Isabel Janowsky, lead scientist in this field at the IABP, emphasizes that regulating the indoor climate only in accordance with outdoor temperatures ignores many other options for creating a comfortable environment in combination with energy efficiency. She continues: “Due to their use, sports halls experience rapid temperature changes, because those playing sports release lots of energy.” Furthermore, air temperature, air circulation and humidity all play a role in our perception of an environment as comfortable. For example, those training experience even relatively low temperatures as uncomfortably warm if the humidity is high, because evaporative cooling only has a negligible cooling effect on the skin. And in spaces where strenuous activities are carried out over longer periods of time, such as when treadmills are used, it might be better to use digital temperature regulation via air circulation rather than only influencing the temperature of the air.
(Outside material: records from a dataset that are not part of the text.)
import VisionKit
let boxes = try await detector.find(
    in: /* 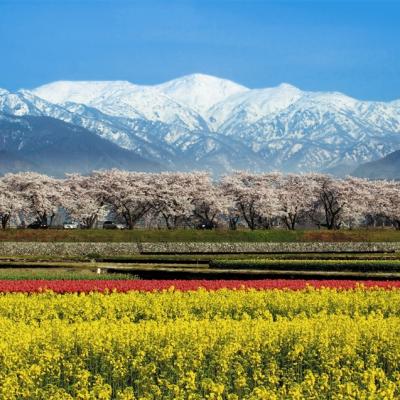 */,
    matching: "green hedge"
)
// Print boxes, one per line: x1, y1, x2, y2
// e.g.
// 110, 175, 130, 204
210, 259, 400, 272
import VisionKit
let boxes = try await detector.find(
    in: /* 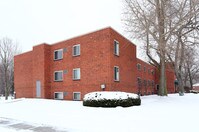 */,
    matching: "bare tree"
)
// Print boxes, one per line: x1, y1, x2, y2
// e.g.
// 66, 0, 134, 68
183, 47, 199, 89
0, 38, 18, 99
124, 0, 198, 96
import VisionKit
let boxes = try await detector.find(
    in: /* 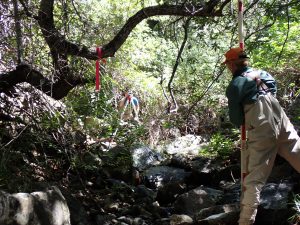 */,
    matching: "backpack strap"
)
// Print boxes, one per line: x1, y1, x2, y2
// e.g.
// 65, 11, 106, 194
242, 70, 270, 95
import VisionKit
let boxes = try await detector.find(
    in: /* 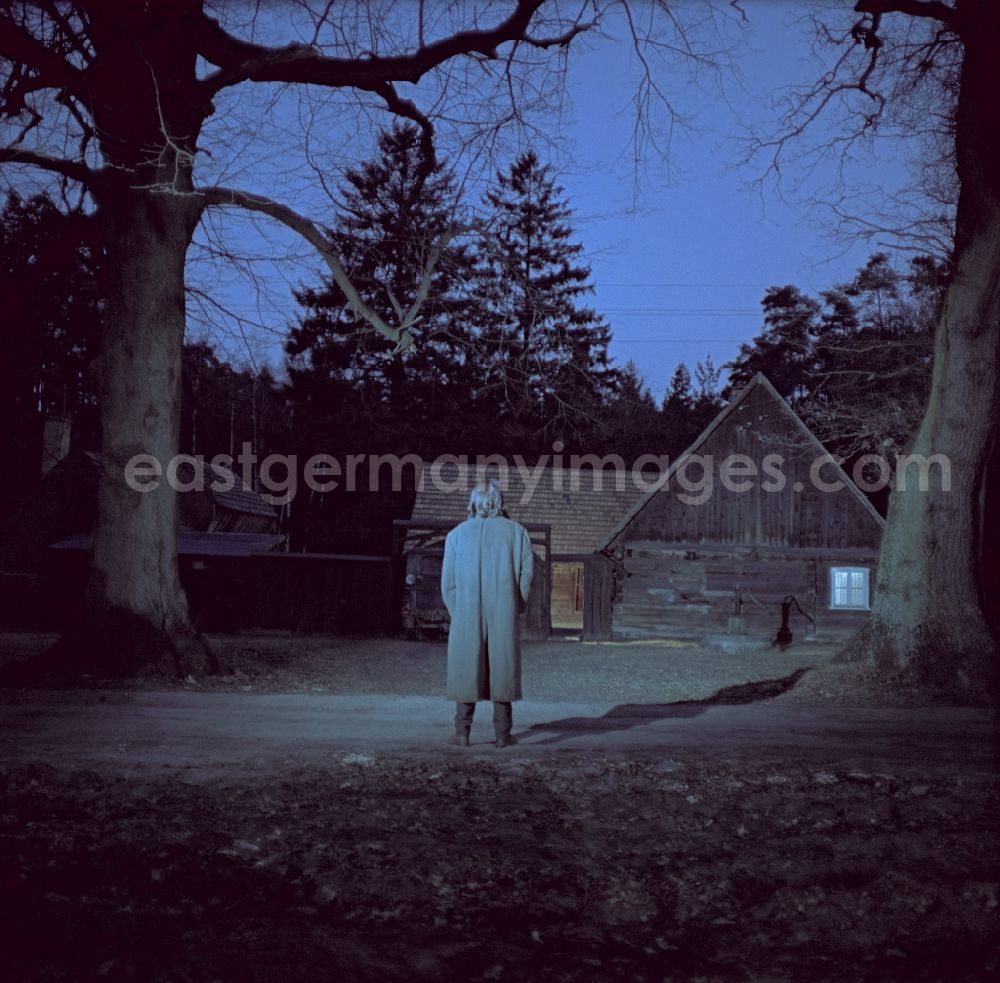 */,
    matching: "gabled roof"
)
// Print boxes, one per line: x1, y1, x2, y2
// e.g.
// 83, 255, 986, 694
597, 372, 885, 549
411, 462, 645, 556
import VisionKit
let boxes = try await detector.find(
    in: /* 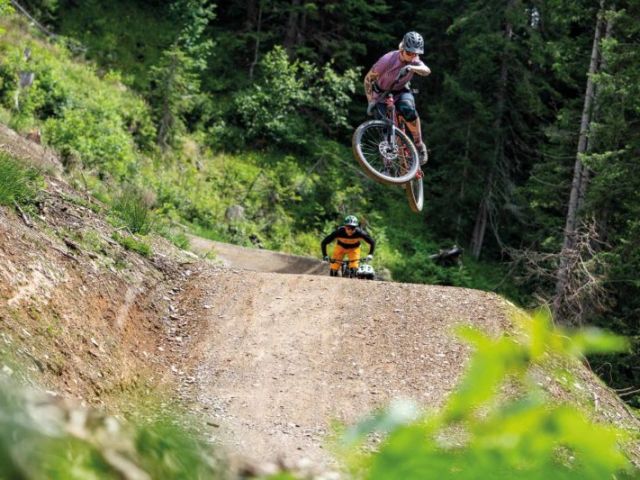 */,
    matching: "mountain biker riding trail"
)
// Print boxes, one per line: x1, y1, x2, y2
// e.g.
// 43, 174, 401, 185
364, 32, 431, 165
320, 215, 376, 277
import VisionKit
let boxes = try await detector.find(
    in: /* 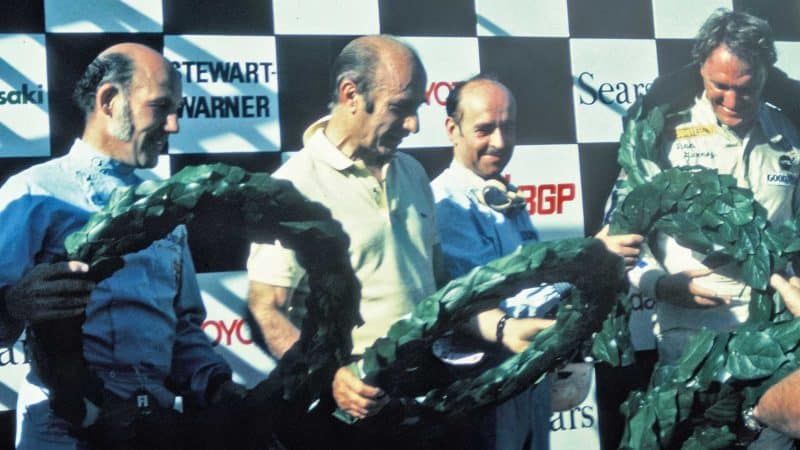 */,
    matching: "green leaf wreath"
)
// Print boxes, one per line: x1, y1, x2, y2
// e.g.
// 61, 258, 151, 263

In previous studies, Stuttgart researchers were able to show that that if fitness rooms where people are playing sport have an air temperature of up to 22°C, air circulation speeds of up to just 0.15 m/s are experienced as comfortable, while with temperatures of above 24 °C, a higher air circulation speed is preferred.
The researchers from the Institute of Acoustics and Building Physics would also like to highlight an interesting point: fitness clubs in Germany alone have over 11 million members. When training on the cycle ergometer, rowing machine, stepper & Co, they produce a lot of power, amounting to an estimated 50 GWh annually – pure regenerative energy that could be put to good use.